When we steadfastly hold in thought only the pure realization of painless, permanent being—of man in the likeness of perfect God—sickness or debility will have no place to hold on in thought. And thus it will be seen that sickness has no place in our patient. We will heal the sick more effectively and more readily.
There is certainly much more to the basic fundamentals of Christian Science healing, and a continuing study of Science and Health will bring these into clearer and clearer focus. But there is always one final word about the practice of Christian Science healing that remains essential.

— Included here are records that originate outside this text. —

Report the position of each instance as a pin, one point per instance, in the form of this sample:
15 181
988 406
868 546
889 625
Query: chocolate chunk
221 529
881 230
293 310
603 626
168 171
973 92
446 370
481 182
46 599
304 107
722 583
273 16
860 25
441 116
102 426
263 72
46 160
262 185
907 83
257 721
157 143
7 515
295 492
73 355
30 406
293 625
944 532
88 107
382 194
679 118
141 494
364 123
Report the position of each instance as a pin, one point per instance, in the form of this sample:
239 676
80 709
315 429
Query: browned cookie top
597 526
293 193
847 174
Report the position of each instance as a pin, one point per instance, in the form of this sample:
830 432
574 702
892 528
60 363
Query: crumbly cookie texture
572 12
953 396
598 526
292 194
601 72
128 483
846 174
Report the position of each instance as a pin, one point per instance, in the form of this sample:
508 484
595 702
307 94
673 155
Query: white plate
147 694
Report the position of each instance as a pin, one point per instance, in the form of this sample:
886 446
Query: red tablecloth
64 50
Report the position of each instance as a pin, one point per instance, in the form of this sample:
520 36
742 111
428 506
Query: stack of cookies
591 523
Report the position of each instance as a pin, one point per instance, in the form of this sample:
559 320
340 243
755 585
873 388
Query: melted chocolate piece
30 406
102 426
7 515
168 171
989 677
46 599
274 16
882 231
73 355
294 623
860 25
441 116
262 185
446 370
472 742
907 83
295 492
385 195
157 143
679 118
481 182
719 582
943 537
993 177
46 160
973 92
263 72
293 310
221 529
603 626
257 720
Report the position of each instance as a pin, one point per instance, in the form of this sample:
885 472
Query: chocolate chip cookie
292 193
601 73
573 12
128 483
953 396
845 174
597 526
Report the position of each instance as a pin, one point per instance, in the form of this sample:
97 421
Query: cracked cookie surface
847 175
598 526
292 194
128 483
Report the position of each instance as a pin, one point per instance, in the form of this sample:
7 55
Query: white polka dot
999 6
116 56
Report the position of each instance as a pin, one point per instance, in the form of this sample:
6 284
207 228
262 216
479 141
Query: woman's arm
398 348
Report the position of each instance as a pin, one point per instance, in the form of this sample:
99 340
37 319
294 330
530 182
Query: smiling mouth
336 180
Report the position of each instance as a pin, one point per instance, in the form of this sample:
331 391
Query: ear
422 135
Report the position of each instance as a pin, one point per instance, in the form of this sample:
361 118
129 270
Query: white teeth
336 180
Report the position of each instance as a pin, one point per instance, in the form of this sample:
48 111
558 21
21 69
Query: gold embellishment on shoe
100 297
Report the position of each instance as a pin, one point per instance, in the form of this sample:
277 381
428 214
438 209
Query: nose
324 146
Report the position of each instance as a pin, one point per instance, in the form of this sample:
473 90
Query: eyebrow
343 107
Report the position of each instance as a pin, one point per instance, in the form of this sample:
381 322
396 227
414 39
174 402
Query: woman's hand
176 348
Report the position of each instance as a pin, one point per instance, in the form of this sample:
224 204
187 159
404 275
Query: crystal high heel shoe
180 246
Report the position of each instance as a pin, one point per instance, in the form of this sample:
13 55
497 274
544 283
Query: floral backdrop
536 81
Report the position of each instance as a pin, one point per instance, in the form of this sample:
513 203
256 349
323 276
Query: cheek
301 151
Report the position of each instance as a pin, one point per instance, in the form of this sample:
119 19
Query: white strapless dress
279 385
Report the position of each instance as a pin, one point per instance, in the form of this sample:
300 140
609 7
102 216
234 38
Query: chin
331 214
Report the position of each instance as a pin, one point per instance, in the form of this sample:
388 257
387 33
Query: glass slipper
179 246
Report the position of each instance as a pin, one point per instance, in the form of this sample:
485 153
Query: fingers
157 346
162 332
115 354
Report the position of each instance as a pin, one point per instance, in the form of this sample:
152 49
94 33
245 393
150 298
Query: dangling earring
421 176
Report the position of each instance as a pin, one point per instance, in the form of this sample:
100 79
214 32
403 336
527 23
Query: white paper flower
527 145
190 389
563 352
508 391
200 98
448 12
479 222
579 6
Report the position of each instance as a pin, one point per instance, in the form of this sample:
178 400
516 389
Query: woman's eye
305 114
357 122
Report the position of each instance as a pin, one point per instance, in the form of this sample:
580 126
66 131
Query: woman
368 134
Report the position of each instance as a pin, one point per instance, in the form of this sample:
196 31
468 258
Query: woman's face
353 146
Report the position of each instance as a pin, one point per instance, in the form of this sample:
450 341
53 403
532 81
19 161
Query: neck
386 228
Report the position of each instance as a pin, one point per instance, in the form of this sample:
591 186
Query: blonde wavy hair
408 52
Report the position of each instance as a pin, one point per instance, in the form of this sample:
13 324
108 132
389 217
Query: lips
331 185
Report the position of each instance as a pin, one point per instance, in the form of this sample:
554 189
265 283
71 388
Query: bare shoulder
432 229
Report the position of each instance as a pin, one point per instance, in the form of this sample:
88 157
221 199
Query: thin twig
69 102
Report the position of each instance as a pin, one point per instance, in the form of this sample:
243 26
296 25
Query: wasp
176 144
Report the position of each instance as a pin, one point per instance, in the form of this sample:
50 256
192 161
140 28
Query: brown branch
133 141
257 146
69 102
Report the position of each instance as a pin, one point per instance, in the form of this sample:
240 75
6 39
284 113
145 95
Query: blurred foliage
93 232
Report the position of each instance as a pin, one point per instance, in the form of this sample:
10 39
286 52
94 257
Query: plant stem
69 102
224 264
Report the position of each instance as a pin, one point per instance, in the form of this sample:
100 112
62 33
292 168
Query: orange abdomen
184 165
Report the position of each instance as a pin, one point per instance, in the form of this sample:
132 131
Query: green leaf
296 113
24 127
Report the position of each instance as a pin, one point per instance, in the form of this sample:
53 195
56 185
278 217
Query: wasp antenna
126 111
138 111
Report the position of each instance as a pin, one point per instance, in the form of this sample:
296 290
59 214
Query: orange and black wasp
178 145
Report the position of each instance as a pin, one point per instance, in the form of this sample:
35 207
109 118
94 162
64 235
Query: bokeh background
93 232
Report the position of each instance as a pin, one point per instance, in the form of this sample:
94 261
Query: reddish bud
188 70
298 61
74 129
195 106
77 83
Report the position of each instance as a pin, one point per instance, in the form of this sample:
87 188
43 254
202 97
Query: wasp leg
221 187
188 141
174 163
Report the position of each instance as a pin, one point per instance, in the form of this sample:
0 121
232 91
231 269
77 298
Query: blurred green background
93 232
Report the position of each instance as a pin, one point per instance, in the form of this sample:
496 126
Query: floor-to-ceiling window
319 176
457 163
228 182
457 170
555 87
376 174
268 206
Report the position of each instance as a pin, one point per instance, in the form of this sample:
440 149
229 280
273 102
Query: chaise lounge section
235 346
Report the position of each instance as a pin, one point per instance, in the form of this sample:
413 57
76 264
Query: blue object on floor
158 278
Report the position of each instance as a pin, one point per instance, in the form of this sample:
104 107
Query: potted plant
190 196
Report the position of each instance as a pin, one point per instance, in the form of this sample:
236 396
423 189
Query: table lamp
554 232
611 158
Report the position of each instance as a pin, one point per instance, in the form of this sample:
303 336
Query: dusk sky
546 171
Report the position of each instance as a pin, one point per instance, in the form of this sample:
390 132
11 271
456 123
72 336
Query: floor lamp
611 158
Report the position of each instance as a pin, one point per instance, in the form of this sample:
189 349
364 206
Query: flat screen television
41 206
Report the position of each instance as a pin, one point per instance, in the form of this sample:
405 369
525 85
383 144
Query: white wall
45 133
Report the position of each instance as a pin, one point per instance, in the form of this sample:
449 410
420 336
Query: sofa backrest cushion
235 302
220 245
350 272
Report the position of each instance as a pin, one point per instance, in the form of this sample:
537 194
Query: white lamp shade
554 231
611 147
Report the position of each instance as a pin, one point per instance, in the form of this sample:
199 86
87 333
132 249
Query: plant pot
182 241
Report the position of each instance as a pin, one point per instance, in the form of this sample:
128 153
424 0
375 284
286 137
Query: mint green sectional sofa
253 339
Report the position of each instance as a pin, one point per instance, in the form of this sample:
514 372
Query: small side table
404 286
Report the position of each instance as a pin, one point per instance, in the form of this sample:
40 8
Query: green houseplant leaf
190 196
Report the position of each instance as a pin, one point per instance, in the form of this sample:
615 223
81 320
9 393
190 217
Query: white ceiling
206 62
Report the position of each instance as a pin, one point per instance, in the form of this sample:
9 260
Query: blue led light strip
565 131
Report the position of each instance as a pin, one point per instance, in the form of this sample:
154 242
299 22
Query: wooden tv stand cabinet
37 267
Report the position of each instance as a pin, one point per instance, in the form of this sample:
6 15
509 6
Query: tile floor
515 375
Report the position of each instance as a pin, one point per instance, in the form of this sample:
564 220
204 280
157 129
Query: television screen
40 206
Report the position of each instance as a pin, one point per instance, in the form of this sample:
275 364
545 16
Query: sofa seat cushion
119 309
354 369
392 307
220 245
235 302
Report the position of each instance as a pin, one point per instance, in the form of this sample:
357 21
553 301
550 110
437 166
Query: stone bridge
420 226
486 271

Just one word: love. Everything we’ve talked about here is essentially pointless without it. We’ll never heal a case without love. John Bunyan once wrote: “In prayer it is better to have a heart without words than words without a heart” (quotationsbook.com). Healing comes forth from the heart of prayer. This is the great heart of Christ, the great heart of unselfed love. In Science and Health, the textbook of every fundamental element of metaphysical healing, Eddy puts it all in the clearest of terms, when she writes: “If the Scientist reaches his patient through divine Love, the healing work will be accomplished at one visit, and the disease will vanish into its native nothingness like dew before the morning sunshine” (Science and Health, p. 365 ). Be love. Live love. That is the morning sunshine. It can heal anything.